Metro-East News

New census numbers show which Southern Illinois communities are shrinking

Gateway Municipal Park fountain in Belleville, which denotes Belleville as the “capital” of Southern Illinois.
Gateway Municipal Park fountain in Belleville, which denotes Belleville as the “capital” of Southern Illinois.

Some of the metro-east's largest communities had population drops in 2017, according to the latest U.S. Census Bureau estimates.

Belleville has seen a 6 percent drop since the 2010 official head count.

Granite City saw a 4 percent drop. Alton, East St. Louis, Freeburg and Cahokia also saw population drops, according to census estimates.

Edwardsville, Columbia, Waterloo, O'Fallon and Shiloh, however, all saw population growth.

The Census Bureau estimates annual population changes by using birth and death certificate data as well as address changes on tax returns. The census is used to determine congressional apportionment.

Mitch Bair, the city manager for Collinsville, disagreed with the Census Bureau’s estimates, which had his town dropping below 25,000 residents.

Bair said city officials looked at the building and demolition permits for multifamily and single-family homes since 2010 and came up with its own estimate of about 25,800 people living in town.

“We issued substantially more for construction than for demolition,” Bair said.

Bair said the Census Bureau estimates don’t take into account development conditions of a community.

“It’s an arbitrary number. Quite frankly, we don’t put a lot of stock in those estimates,” Bair said.

Decreasing population can be an issue for communities that fall below 25,000 people, which is the threshold to have home-rule status. Communities may also have home-rule status if they pass a referendum.

Home-rule communities have broader taxing authority, but also may enact crime-free rental housing rules, and have greater bonding authority, said Brad Cole, the executive director of the Illinois Municipal League.

Communities that achieve home-rule status by surpassing the 25,000-person mark would have to put a referendum on the ballot on whether to retain home rule if they drop below the 25,000-person mark after the census, Cole said.

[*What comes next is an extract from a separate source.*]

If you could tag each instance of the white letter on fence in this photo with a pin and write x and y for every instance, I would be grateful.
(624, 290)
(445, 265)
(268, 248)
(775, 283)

With the state’s dropping population, “there will probably be a number of communities statewide that fall under that are currently close,” Cole said.

Communities that adopted home-rule status via a referendum and later went above 25,000 people, may keep home-rule status if the population drops below the 25,000 mark, and wouldn’t be required to have a referendum, Cole said.

The conservative-leaning Illinois Policy Institute said the population drops, which have been seen across the state, are an indication that working-age people are "fleeing" the state.

The group pointed to how the census data showed both out-migration and a shrinking workforce in 10 out of 12 Illinois metro areas from 2016 to 2017 and that only 15 percent of Illinois communities saw population growth.

“Working-age Illinoisans are fleeing, especially from border towns such as Belleville," said Orphe Divounguy, the Illinois Policy Institute's chief economist. "People move for better opportunities, and in Illinois, income growth has been lagging the rest of the nation. If you look at every single metro area in Illinois except for Chicago, income growth lags the rest of the nation by a significant amount.”